Fourth of July Eye Safety
Care for your eyes this 4th of July!
With 4th of July fireworks right around the corner, its more important than ever to think of eye safety for yourself, and your loved ones.
During Fourth of July celebrations, we tend to forget that we are lighting potentially dangerous explosive devices. In fact, thousands of people are sent to the emergency room each year due to injuries caused by fireworks.
Unfortunately, Fourth of July accidents have come to be expected in our holiday celebrations. Approximately 6,300 firework-related injuries occur each year between June 18 and July 18, and over 30 percent of these are eye injuries.
From corneal lacerations to burns and retinal detachments, your nearest ER has seen every type of eye injury from fireworks. Most accidents have a common thread: proper safety precautions were not observed.
Please protect and preserve your vision by following some important safety tips provided by the American Academy of Ophthalmology.
1. Never let children play with fireworks.
2. View fireworks from at least 500 feet away.
3. Only trained professionals should light fireworks.

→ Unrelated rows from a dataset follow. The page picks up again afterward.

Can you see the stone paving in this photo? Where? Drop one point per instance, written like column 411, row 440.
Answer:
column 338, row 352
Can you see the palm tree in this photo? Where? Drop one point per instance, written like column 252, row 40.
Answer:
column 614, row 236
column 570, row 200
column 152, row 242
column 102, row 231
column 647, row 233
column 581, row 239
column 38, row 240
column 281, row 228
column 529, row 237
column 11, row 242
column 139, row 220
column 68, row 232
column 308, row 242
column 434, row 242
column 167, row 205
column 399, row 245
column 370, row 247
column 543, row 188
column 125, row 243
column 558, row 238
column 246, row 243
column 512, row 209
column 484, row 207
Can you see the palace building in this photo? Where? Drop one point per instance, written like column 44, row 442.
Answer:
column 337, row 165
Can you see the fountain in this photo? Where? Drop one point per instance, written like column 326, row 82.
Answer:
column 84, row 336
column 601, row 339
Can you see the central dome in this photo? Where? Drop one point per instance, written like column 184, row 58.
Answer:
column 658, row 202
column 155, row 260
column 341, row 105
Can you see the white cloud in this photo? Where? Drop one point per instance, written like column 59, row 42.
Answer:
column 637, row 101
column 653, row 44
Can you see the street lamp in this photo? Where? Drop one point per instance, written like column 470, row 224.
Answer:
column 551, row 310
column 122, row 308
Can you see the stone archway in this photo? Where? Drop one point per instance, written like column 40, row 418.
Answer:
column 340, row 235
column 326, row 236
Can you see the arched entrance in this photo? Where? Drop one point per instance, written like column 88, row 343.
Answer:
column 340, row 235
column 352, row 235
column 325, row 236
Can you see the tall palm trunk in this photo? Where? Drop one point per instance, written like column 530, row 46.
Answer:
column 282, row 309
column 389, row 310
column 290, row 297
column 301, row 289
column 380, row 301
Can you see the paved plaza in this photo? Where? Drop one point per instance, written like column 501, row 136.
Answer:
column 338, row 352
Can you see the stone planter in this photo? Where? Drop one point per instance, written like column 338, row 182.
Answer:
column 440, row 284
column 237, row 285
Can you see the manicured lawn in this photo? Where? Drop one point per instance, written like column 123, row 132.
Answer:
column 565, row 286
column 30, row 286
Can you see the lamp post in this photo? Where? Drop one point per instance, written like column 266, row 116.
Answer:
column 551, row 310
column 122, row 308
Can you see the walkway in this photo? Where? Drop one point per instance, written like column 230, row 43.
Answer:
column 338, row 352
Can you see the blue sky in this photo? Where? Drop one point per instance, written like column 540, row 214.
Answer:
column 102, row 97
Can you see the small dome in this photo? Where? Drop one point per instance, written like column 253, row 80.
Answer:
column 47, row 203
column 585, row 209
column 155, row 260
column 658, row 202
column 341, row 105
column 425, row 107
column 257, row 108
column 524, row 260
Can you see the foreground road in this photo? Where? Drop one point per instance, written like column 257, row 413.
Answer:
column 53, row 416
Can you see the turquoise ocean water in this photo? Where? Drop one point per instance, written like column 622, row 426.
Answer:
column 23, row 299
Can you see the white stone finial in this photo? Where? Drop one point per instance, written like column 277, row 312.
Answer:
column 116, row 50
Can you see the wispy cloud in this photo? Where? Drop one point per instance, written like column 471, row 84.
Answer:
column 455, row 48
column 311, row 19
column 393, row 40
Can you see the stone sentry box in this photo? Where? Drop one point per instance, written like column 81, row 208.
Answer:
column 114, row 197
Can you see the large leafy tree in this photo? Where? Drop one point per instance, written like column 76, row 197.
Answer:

4. Don’t touch any unexploded fireworks remains. Instead, notify the fire or police department.
Children and Sparklers
Most of us have fond childhood memories of running around while waving a sparkler in the air. While we may consider this is a safe activity, many children are burned by these seemingly harmless devices each year. The tip of a sparkler burns hotter than 1200 degrees Fahrenheit, which is hot enough to cause third-degree burns. Children under 12 should not use sparklers without close adult supervision.

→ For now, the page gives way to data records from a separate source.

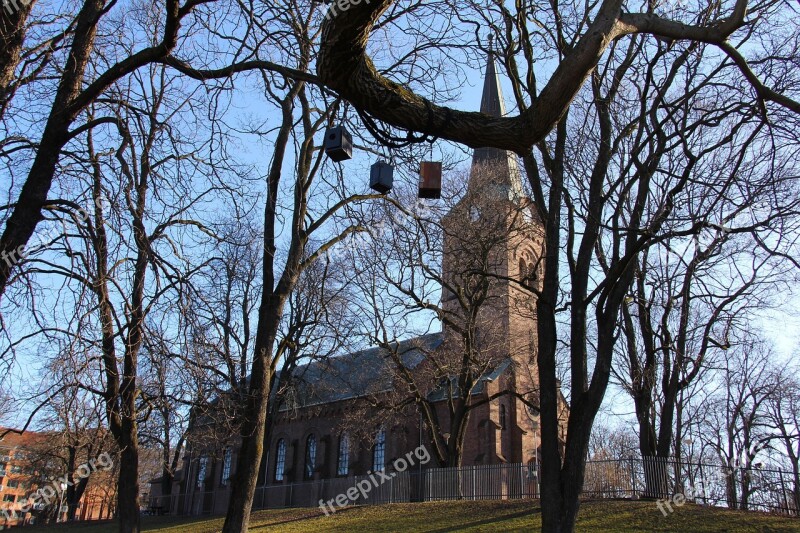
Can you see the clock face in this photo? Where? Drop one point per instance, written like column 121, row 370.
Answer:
column 474, row 213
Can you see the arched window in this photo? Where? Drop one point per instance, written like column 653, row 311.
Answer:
column 379, row 454
column 227, row 459
column 280, row 460
column 311, row 456
column 202, row 472
column 343, row 467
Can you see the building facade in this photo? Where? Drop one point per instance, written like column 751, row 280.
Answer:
column 491, row 269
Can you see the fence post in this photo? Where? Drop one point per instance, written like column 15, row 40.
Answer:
column 783, row 490
column 703, row 484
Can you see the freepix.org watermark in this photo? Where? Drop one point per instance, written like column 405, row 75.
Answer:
column 53, row 490
column 43, row 239
column 373, row 480
column 342, row 5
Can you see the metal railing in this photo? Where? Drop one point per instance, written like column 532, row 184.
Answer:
column 654, row 478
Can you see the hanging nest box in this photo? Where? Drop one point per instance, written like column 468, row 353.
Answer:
column 338, row 144
column 430, row 179
column 381, row 177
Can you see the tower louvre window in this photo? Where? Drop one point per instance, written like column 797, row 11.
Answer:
column 280, row 460
column 343, row 466
column 311, row 456
column 379, row 454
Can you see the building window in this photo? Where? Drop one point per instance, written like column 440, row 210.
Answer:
column 379, row 454
column 202, row 471
column 344, row 455
column 280, row 460
column 227, row 458
column 311, row 456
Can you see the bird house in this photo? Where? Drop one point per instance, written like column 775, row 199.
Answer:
column 381, row 176
column 430, row 179
column 338, row 144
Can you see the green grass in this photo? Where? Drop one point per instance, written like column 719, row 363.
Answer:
column 486, row 516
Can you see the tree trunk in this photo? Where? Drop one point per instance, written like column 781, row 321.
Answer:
column 237, row 519
column 128, row 488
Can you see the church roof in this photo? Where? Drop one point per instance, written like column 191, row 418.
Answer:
column 355, row 374
column 365, row 372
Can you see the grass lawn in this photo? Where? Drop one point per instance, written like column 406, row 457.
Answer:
column 487, row 516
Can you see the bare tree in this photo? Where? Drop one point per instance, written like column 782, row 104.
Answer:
column 783, row 415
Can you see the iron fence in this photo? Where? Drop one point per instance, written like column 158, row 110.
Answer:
column 634, row 477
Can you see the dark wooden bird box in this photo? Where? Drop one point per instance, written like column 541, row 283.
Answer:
column 381, row 177
column 338, row 144
column 430, row 179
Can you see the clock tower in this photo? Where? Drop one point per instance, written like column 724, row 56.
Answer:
column 492, row 267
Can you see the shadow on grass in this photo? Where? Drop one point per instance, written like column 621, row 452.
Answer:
column 488, row 521
column 301, row 519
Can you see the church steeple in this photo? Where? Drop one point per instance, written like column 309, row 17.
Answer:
column 501, row 164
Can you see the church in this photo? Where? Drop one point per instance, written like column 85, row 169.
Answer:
column 467, row 395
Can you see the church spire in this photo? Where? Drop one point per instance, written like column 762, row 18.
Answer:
column 505, row 174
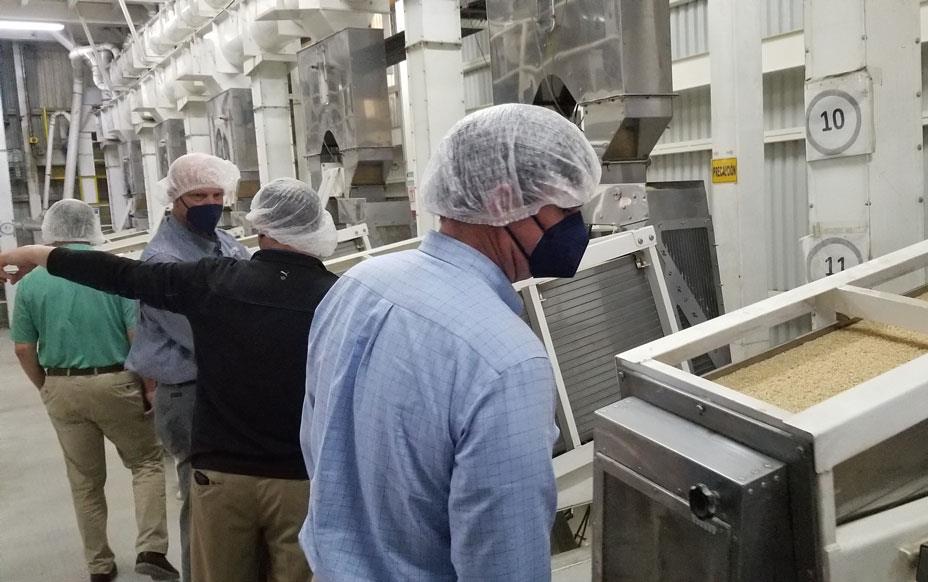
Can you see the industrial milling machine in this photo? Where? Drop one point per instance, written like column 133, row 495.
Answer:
column 349, row 140
column 807, row 463
column 605, row 64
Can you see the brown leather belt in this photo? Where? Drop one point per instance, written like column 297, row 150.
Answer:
column 84, row 371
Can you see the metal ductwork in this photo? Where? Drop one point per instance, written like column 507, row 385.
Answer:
column 602, row 63
column 347, row 126
column 346, row 105
column 232, row 134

To reduce the risk of injury, teach children these three basic rules:
1. Light one sparkler at a time.
2. Hold it arm’s length from the body.
3. Never wave sparklers or run while holding them.
Always Wear Protective Eyewear During Non-professional Fireworks Displays
Since fireworks can shoot off incorrectly and unexpectedly, take the following precautions when using them.

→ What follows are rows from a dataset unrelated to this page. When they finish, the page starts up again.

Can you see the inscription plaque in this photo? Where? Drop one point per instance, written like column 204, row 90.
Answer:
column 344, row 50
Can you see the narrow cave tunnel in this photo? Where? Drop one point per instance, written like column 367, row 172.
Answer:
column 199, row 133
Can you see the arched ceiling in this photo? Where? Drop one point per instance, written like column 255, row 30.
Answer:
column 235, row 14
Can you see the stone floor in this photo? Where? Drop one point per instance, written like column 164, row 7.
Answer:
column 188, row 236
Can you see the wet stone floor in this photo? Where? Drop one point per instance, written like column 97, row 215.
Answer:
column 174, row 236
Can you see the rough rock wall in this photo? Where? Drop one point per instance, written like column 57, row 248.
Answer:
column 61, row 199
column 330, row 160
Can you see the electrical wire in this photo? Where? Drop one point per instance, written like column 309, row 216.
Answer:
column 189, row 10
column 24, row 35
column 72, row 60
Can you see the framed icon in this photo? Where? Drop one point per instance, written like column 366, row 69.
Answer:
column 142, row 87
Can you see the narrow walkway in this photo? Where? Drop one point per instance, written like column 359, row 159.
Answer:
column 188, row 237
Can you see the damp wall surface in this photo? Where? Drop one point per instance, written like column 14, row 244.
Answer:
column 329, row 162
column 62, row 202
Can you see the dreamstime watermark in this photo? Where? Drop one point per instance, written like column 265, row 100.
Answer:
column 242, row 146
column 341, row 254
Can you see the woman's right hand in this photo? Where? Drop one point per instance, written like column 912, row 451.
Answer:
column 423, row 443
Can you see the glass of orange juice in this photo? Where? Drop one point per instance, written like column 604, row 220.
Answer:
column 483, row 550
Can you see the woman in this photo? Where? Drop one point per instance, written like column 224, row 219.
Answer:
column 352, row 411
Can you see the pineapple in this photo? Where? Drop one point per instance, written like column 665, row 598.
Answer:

1. Always have adult supervision.
2. Always wear protective eyewear. Even spectators, including children, should don protective eyewear during non-professional fireworks displays.
3. Only light fireworks outside and have a bucket of water and a hose nearby.
4. Never throw or point fireworks at someone, not even in jest.
5. Never relight a dud firework.
6. Light only one firework at a time.
7. Don’t allow kids to pick up pieces of fireworks after an event since some may still be ignited and could explode at any time.
In Case of Injury Follow These Guidelines
Just as important as it is to protect yourself from injury from fireworks, it is also essential to know what to do if you or a loved one sustains an eye injury from fireworks. Remember these guidelines as you are in transit to get medical attention.
1. Do not rub the eye.
2. Do not attempt to rinse out the eye.
3. Do not apply pressure to the eye itself.
4. Do not stop for medicine.
5. Do not apply ointment.
While fireworks and eye injuries seem to go hand in hand, you can greatly reduce the risk when you stay aware of the potential for injury, and take proper safely precautions.